# These babies look odd



## jabment (Nov 14, 2008)

Okay so my boyfriend sent me this link and asked me if all babies look like this. I've seen countless pictures of babies but these look different. Are they just very dark? I'm assuming that's it and it's just strange to me. But they just look, odd, for some reason. Thoughts?


----------



## smhufflepuff (Aug 28, 2008)

They appear to have the correct pudgy baby shape and cuteness factor. 

Very rich coloring  I think it's the grey skin on their legs (rather than pink or mottled pink/grey skin with white fur) that stands out as the biggest difference between them and other hedgies I've seen.


----------



## Kalandra (Aug 25, 2008)

Do you happen to have the link to the original image? They look a lot like the baby alterix frontalis (south african) posted at http://hedgehogcentral.com/world.shtml

Also take a look at -

__
https://flic.kr/p/2944261209
I just love that face!


----------



## Stephanie76 (Nov 2, 2009)

Goodness! Look at those colors! I don't see anything "odd" about them. :| 

I sit here on my lunch hour, just going through the numerous hedgehog photos on flckr.com ... :lol:


----------



## shetland (Sep 2, 2008)

I love those dark masks!!!


----------



## Bengall77 (Aug 1, 2009)

OMG so cute! You need to submit this photo to cuteoverload.com ASAP!
They look fine, although they have very dark markings.
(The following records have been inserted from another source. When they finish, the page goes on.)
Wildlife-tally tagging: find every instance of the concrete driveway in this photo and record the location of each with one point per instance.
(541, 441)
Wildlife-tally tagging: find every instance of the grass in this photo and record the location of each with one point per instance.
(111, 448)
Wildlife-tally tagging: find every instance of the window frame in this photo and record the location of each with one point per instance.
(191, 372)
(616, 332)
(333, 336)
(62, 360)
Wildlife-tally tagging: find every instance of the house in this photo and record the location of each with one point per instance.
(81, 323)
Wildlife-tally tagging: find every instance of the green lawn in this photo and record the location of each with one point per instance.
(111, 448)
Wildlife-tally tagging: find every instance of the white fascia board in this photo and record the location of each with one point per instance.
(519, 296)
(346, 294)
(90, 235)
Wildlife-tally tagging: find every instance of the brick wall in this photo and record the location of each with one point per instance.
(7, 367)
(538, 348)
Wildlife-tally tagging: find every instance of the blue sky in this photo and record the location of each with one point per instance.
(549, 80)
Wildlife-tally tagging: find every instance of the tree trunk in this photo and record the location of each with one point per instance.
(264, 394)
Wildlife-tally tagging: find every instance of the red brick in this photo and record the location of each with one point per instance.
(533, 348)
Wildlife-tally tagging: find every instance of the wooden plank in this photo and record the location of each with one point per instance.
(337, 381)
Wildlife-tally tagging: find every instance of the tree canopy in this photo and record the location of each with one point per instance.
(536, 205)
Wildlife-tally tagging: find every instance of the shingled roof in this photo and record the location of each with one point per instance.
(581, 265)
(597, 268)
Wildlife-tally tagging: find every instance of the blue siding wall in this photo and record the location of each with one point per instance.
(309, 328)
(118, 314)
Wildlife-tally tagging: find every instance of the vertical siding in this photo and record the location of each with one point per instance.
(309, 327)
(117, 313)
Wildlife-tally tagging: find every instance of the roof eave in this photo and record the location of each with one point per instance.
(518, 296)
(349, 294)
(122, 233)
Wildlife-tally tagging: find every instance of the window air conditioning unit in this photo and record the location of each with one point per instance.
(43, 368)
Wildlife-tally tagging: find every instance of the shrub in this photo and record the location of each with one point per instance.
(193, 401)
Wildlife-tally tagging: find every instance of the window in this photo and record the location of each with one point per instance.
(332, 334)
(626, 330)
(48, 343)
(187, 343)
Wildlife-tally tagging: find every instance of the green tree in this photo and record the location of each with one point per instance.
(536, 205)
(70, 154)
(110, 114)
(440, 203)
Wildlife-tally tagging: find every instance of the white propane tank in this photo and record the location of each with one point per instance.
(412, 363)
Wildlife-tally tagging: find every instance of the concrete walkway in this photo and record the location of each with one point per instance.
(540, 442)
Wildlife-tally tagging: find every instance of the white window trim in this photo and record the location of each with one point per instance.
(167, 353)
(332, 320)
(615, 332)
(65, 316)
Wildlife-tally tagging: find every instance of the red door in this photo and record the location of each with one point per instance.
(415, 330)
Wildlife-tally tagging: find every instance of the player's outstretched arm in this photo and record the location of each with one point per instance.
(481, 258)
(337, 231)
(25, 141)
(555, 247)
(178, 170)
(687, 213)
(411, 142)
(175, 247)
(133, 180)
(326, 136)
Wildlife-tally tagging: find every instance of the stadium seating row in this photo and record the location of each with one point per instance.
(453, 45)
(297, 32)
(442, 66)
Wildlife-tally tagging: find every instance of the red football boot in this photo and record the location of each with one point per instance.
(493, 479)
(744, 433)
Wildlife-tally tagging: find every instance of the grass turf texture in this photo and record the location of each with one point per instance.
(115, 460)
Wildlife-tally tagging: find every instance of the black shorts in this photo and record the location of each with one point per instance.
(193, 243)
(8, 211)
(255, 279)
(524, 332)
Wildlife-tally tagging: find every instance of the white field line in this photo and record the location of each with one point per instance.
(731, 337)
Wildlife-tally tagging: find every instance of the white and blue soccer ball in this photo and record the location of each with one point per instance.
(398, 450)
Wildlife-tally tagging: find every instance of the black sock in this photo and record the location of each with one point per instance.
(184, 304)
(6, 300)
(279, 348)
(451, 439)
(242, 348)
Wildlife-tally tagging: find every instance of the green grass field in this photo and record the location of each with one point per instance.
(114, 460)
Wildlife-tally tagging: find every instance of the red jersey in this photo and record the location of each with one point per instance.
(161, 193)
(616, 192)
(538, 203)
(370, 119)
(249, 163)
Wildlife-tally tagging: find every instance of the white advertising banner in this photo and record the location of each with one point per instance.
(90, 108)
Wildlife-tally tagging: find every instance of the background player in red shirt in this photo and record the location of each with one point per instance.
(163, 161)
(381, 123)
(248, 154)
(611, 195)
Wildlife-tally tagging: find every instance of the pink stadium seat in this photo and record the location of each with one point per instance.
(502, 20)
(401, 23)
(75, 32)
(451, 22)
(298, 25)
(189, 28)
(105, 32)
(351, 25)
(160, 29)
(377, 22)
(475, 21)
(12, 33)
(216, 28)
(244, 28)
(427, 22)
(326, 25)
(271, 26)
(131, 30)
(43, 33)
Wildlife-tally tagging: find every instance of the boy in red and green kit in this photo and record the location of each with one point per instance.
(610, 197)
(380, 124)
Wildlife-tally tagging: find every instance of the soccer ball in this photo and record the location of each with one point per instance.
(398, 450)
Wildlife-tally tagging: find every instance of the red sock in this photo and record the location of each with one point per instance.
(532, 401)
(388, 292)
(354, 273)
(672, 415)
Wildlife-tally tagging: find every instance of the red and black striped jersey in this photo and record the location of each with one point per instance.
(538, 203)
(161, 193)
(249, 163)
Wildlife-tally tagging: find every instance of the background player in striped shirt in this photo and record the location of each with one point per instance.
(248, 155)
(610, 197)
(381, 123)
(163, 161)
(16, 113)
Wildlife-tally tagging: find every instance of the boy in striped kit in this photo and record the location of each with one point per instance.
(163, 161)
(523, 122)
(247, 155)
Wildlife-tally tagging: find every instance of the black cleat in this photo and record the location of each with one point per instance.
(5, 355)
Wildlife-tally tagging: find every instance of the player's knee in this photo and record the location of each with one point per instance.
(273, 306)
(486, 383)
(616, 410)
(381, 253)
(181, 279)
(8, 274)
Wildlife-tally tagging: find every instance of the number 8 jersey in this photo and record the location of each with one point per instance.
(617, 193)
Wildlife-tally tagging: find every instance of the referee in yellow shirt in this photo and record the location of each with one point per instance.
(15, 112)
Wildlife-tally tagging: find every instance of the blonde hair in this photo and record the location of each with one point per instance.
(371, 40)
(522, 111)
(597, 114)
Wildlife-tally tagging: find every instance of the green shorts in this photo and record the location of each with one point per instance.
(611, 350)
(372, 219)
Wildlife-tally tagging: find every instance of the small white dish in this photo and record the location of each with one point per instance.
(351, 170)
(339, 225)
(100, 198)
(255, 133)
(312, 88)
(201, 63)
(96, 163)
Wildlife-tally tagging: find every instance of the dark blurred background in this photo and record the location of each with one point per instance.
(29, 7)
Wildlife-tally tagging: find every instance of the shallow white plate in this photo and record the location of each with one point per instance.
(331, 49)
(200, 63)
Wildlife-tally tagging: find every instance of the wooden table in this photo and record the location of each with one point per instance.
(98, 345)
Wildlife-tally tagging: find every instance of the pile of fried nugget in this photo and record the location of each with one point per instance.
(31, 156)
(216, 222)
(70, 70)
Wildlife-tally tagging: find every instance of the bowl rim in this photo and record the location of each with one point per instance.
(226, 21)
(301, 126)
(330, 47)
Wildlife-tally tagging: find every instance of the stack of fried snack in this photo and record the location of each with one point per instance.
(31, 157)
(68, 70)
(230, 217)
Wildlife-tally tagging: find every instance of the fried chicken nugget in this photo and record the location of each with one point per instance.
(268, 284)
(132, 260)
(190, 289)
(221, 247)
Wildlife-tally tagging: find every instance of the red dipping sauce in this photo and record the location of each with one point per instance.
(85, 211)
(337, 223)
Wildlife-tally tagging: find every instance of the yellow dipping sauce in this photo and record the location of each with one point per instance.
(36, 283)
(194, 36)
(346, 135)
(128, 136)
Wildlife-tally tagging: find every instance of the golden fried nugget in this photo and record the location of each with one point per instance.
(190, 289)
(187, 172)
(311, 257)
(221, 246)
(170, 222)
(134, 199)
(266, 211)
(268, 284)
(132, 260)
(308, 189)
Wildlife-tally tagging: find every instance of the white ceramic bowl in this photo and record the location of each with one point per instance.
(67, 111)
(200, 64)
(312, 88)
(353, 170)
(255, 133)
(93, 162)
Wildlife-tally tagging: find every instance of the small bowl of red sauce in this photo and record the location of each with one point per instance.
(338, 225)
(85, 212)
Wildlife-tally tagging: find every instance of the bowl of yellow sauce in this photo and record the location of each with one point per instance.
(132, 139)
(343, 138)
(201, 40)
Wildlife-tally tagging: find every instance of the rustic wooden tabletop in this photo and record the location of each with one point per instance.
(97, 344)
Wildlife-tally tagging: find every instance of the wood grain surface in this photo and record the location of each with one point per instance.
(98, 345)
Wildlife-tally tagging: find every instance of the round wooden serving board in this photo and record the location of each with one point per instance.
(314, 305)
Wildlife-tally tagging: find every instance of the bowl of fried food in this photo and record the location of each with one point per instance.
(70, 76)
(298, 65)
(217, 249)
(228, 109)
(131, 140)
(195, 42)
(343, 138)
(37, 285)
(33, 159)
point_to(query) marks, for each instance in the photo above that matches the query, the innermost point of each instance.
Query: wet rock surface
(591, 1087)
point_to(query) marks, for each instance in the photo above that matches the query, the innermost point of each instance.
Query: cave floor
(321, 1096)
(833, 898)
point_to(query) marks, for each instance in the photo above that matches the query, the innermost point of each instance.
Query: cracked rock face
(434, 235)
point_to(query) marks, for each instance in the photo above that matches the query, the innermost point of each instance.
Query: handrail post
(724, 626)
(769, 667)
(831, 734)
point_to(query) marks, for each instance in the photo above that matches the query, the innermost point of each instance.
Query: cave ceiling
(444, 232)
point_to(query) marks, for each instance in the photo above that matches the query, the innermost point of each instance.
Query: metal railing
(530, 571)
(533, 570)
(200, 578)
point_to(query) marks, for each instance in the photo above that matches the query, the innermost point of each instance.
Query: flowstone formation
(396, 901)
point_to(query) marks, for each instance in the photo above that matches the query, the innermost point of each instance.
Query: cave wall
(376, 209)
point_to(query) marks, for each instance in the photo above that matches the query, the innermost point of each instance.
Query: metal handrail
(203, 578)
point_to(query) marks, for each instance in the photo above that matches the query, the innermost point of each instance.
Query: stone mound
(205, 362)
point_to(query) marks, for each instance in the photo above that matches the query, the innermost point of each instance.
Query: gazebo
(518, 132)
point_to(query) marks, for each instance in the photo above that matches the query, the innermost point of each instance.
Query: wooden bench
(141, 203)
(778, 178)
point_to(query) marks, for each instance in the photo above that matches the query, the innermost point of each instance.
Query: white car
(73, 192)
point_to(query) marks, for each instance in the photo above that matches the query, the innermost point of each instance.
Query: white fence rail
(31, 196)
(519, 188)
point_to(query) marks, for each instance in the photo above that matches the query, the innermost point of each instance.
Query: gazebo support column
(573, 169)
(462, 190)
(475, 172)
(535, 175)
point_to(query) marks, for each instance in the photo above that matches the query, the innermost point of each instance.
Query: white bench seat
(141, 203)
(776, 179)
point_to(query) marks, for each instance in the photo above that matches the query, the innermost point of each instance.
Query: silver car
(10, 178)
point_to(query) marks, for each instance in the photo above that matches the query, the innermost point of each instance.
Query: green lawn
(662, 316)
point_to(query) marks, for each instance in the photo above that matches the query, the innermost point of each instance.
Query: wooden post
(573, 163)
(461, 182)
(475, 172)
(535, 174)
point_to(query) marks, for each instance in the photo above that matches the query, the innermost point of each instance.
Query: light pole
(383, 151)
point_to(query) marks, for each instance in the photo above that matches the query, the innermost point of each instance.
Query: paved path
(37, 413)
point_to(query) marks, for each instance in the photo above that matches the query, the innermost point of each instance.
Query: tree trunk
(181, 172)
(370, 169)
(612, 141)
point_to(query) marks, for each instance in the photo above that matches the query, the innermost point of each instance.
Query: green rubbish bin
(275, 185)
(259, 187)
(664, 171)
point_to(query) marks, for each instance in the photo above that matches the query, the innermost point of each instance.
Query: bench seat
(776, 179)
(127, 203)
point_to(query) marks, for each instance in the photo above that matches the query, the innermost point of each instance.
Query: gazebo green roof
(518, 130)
Lovely babies.


----------



## Truffle (Jan 3, 2010)

What cute babies! I love the dark little faces and feet.


----------



## jabment (Nov 14, 2008)

Yeah, I think maybe they just look odd to me because I never really see dark legs and feet, just masks. Unfortunately, I don't have the original link, he just sent it to me randomly to cheer me up and ask if they were normally so dark.


----------



## LizardGirl (Aug 25, 2008)

Those are a litter of south african hedgehogs born at the San Diego zoo a while back. I was talking to someone in Ohio about possibly attempting to breed our some of our pet hedgies with one of those babies for new blood, but it didn't work out.


----------



## Kalandra (Aug 25, 2008)

LG thanks! Searching became so much easier knowing where they are from! I found a much larger image of them. They are simply adorable:

http://latimesblogs.latimes.com/unleash ... an-he.html


----------



## LizardGirl (Aug 25, 2008)

They are, way too cute for their own good.  (Haha- Sheltland, I dare you to try and smuggle on of those little bubs! Not that they are so little now, but still cute)

Check this video out of an adult:


----------



## Pipkin (Aug 26, 2009)

How cute are they? Crikey I could have a hedgie zoo if i could afford one  Loads of little hedgies running around hehe.


----------



## Kalandra (Aug 25, 2008)

He's awesome! And a big boy too! I'm in love.


----------